Jimmy Carter made a personal plea to Georgia Secretary of State Brian Kemp to leave office, as allegations of voter suppression continue to plague the gubernatorial candidate. According to NPR, the former president urged the Republican to remove himself from his current position, which oversees voter registrations, creating a serious potential for conflict of interest as Kemp runs for office against Stacey Abrams.

Carter made his appeal through a letter to the Georgia politician last Monday, speaking from his decades of experience assisting in elections abroad. Kemp has been under fire in recent weeks for alleged voter suppression after it was discovered that thousands of Georgia voters, primarily minorities, were purged from voter rolls or had their registrations frozen.

The former president said that Kemp’s resignation is essential for restoring voter confidence in the electoral process.

“In Georgia’s upcoming gubernatorial election, popular confidence is threatened not only by the undeniable racial discrimination of the past and the serious questions that the federal courts have raised about the security of Georgia’s voting machines, but also because you are now overseeing the election in which you are a candidate,” Carter wrote.

Although Carter didn’t specifically address the allegations against Kemp, he did say that he believes that unbiased support is essential for any fair election.

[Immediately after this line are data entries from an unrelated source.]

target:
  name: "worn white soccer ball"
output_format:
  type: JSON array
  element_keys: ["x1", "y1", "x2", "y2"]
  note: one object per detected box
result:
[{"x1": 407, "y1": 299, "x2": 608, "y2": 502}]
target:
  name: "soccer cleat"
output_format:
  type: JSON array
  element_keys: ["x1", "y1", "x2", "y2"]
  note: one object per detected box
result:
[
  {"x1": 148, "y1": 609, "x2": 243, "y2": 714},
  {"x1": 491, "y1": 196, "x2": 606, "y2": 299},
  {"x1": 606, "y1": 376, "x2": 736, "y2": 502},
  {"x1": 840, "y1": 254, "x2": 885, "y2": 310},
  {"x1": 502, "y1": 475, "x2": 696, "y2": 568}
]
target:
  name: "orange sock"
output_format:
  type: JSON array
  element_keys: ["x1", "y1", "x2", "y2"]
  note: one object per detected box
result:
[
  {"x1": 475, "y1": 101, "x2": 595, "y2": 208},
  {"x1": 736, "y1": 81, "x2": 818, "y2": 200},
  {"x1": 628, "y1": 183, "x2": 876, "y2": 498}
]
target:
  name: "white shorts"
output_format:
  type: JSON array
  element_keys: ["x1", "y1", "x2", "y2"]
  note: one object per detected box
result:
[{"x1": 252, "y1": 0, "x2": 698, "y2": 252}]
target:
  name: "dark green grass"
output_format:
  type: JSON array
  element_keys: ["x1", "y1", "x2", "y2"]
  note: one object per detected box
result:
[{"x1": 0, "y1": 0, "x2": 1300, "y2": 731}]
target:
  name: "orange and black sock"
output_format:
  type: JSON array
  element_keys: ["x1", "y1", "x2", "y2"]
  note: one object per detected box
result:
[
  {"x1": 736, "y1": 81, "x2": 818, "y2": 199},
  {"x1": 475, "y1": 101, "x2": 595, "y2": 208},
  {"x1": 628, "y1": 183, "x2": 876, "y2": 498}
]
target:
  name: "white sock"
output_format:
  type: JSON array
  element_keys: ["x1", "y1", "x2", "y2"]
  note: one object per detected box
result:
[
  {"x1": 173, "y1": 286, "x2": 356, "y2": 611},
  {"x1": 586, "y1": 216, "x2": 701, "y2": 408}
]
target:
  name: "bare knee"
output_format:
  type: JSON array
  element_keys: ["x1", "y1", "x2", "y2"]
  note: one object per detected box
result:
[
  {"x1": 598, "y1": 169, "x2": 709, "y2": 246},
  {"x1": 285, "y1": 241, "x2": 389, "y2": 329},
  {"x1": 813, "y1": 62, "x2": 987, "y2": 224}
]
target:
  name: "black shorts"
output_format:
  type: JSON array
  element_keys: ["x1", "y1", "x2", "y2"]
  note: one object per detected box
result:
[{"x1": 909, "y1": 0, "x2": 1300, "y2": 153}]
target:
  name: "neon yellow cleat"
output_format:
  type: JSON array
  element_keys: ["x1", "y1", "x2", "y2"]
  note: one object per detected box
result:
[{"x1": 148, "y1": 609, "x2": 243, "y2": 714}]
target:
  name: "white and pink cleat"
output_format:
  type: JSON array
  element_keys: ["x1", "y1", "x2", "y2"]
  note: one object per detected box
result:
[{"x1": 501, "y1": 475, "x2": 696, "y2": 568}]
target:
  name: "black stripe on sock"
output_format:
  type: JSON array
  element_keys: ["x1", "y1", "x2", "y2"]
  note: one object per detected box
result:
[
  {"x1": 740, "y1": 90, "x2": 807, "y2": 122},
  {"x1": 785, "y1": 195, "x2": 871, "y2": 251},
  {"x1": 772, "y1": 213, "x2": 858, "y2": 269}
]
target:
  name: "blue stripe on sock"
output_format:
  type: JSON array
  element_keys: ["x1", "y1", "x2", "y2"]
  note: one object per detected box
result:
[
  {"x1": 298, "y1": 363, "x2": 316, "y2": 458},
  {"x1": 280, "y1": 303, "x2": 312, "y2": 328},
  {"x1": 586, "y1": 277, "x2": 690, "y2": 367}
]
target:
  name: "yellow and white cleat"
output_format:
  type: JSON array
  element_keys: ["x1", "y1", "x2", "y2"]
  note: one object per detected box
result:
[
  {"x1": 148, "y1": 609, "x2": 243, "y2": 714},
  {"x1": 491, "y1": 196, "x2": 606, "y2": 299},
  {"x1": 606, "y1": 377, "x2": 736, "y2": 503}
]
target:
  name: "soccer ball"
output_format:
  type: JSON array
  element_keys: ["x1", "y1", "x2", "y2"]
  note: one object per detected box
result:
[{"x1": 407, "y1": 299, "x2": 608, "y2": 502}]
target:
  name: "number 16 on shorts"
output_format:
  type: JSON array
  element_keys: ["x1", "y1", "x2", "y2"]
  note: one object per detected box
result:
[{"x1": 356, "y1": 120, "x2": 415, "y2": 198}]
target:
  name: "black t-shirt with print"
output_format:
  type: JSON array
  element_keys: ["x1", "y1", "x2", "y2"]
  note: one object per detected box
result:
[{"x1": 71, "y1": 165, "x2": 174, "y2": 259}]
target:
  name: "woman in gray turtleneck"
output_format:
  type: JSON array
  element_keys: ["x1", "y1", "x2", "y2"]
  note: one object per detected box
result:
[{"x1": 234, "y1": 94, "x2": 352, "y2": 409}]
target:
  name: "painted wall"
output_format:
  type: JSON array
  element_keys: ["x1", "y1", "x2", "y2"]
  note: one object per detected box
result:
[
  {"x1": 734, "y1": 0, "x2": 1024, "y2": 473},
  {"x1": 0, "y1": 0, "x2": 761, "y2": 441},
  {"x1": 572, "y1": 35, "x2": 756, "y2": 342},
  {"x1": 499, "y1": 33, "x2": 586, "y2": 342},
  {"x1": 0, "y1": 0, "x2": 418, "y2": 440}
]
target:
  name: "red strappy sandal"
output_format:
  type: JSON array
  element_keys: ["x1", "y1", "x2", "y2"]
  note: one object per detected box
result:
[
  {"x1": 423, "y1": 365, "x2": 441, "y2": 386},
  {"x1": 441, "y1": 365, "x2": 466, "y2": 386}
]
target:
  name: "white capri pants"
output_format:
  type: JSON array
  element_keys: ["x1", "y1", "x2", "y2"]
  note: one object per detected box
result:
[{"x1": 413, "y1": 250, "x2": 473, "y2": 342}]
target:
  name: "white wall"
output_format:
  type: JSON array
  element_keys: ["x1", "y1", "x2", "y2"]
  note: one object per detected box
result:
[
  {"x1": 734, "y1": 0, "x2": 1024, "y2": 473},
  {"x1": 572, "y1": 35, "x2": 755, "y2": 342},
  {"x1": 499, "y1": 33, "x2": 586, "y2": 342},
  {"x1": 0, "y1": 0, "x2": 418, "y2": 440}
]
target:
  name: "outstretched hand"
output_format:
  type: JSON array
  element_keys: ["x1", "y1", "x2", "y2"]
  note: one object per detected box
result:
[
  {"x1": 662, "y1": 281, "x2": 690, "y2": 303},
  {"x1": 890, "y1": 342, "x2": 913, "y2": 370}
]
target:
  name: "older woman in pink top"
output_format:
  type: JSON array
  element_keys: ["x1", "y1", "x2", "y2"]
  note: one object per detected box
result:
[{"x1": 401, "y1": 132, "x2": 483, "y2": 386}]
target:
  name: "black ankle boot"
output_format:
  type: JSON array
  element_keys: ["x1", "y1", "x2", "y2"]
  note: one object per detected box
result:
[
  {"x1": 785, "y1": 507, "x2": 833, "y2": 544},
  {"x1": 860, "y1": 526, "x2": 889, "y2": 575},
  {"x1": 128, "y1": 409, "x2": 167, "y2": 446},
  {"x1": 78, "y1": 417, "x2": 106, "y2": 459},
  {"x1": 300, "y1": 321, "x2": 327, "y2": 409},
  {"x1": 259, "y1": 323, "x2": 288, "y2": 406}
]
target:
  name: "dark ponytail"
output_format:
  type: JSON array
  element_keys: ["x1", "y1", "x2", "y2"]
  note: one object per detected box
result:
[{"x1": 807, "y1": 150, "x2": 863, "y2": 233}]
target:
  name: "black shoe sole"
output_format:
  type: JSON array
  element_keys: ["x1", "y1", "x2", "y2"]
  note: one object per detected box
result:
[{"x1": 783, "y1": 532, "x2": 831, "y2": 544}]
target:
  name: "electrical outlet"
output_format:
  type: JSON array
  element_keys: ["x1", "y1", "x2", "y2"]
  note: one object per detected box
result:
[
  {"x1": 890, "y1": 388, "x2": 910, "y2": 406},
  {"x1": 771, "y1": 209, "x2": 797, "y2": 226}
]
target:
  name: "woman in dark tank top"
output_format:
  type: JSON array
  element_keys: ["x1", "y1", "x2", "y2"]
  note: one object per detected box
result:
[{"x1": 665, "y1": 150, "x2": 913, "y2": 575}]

“One of the key requirements for a fair and trusted process is that there be nonbiased supervision of the electoral process,” Carter wrote.

He urged Kemp “to step aside and hand over to a neutral authority the responsibility of overseeing the governor’s election.”

Kemp has received support from Vice President Mike Pence and President Donald Trump, but Carter joins a larger group of individuals calling for Kemp to resign amidst the allegations.

The office of Secretary of State oversees elections in Georgia. In his position, Kemp is in charge of voter registration. Voting rights advocates say that Kemp has used his power to suppress voters. Kemp has frozen 53,000 voter applications under an “exact match” standard in the state, 70 percent of which belong to black voters in the state.

There have also been 1.5 million voters reportedly purged from the rolls under Kemp’s supervision between the 2012 and 2016 elections. 107,000 voters were removed last year under a controversial “use it or lose it” policy that tosses out registrations belonging to people who haven’t voted in a set amount of time.

Kemp has fueled the fire with comments in which he laments the increase in voter turnout this year.